Rabbi Jonathan Freirich of Temple Beth Zion will be leaving his post six months early after the Central Conference of American Rabbis deemed he had committed at least five ethics violations of a sexual nature.
Freirich will depart in December, six months shy of his four-year contract, after being accused of sexual harassment of a cantor and inappropriate outreach to pre-teen girls.
The Buffalo News reported it obtained a copy of a report written by an investigative team of the Central Conference of American Rabbis (CCAR). The first documented violation occurred his first weekend on the job when he called Cantor Penny Myers the “beautiful blond cantor” when he referred to her in front of the congregation in February 2016.
Freirich also made a remark, “Fifty Shades of Cantor” after Myers and her husband went out of town to celebrate their wedding anniversary. When asked about the alleged reference, Freirich reportedly told the CCAR that Myers had shown him a pair of “play handcuffs” from her anniversary trip, but Myers and a witness said that never happened.
While discussing a dinner he’d had with a new executive director of Temple Beth Zion, Freirich compared the dinner with “popping his cherry” in a discussion in front of Myers and a sound engineer at the temple.
Temple Beth Zion Response to Allegations
Prior to the complaint Myers filed with the CCAR back in December 2019, a family from the synagogue had filed a complaint in June 2019. Several families said Freirich approached teen girls who were bat mitzvah students and tried to obtain their cell phone numbers. He used the girls’ phone numbers to arrange off-site appointments that he said were a part of their studies. The family that filed the complaint said the rabbi invited their daughter, 12 years old, to have coffee with him to discuss her bat mitzvah.
The girl’s father questioned Temple Beth Zion’s board of trustees in April of this year asking how the congregation is supposed to listen to a rabbi provide sermons about leading a life of high moral standards when the rabbi himself had been censured by fellow leaders of the synagogue.
According to the CCAR report obtained by the Buffalo News, the rabbi acted “oddly evasive, and extremely defensive” when they spoke with him about the family’s accusations. They also found him to be dishonest and to contradict both himself and witnesses to his offensive behavior.
The CCAR bluntly said Freirich “uses poor judgment, and offends large groups of people.”
The CCAR had kept the findings of its investigation secret, but David Goldberg, president of the Temple Beth Zion board, sent an email to members of the Buffalo synagogue that addressed the investigation. Before the email was sent, the congregation only knew that a special meeting had occurred in the summer that resulted in Freirich’s contract being terminated earlier than planned.
The synagogue addresses disciplinary action on its website and says the goal is offer a chance for rabbis to learn and grow from their mistakes rather than be reprimanded for them.

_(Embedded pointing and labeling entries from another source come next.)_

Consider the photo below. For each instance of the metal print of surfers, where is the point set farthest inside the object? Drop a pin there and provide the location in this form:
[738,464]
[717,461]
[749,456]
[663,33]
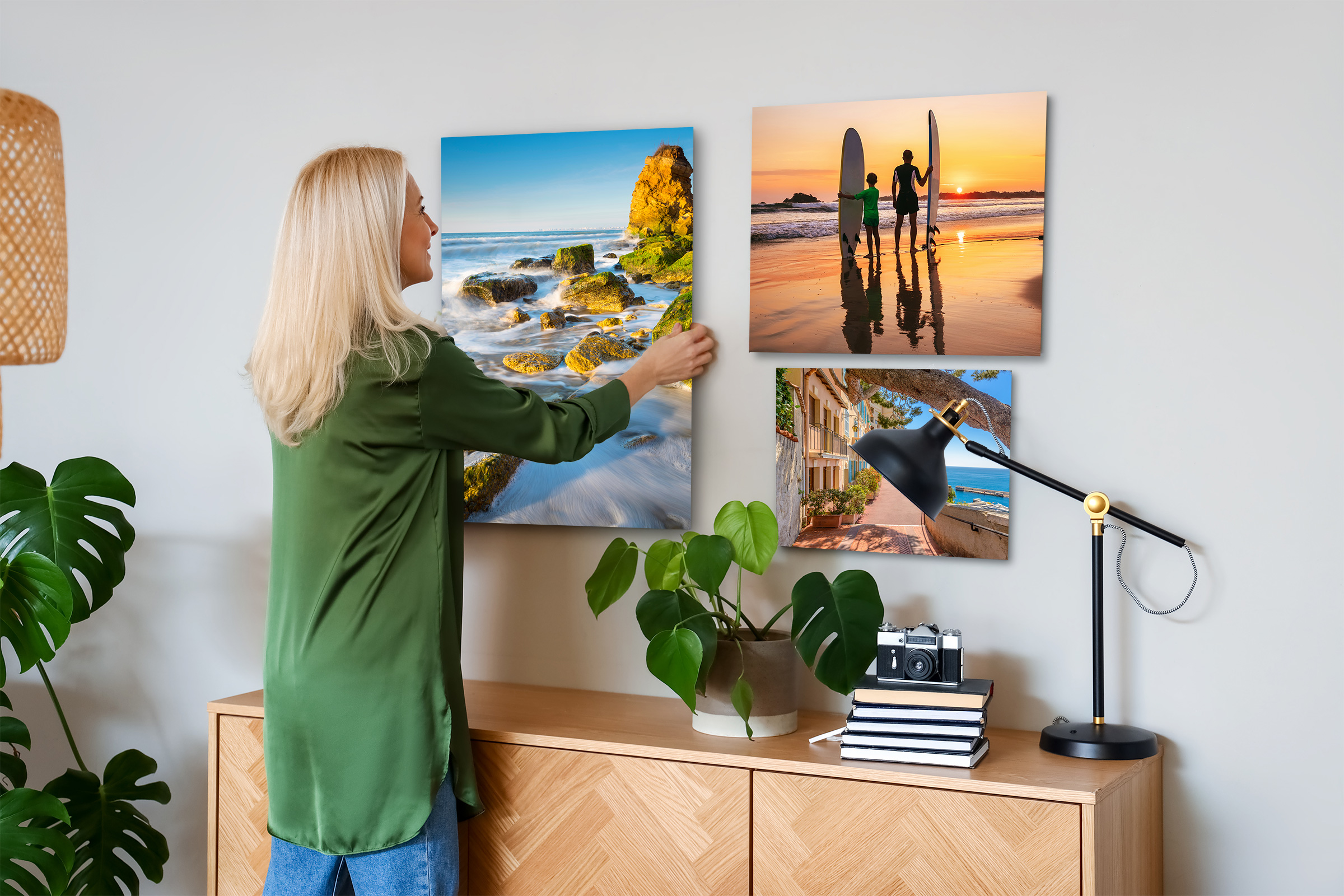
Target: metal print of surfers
[563,257]
[958,268]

Freirich is married and the couple has two children. According to the temple’s website, Freirich worked and studied in Philadelphia and in Israel in the 1990s. He was ordained by the Reconstructionist Rabbinical College in 1999 and has since served on college campuses, elderly care homes and synagogues.
When Sexual Harassment is Against the Law
Even though Freirich is not accused of any physical sexual assault, he is accused of sexual harassment, which Myers said led to a hostile work environment. She did not welcome his sexually charged comments and was offended by them.
According to the CCAR report, Freirich also created a false and offensive narrative about Myers that was “actually worse than his original comment.”
Temple Beth Zion leadership said Myers is on a paid leave until the first of 2021.
The U.S. Equal Employment Opportunity Commission’s definition of sexual harassment includes verbal conduct of a sexual nature that affects an individual’s employment, causes unreasonable interference with a person’s work performance, or creates a work environment that proves hostile, intimidating or offensive.
While the sexual abuse allegations against Freirich are not at the level of sexual assault allegations faced by many priests caught up in the Roman Catholic Church sexual assault scandal, the attempt to keep the allegations secret strike a familiar chord.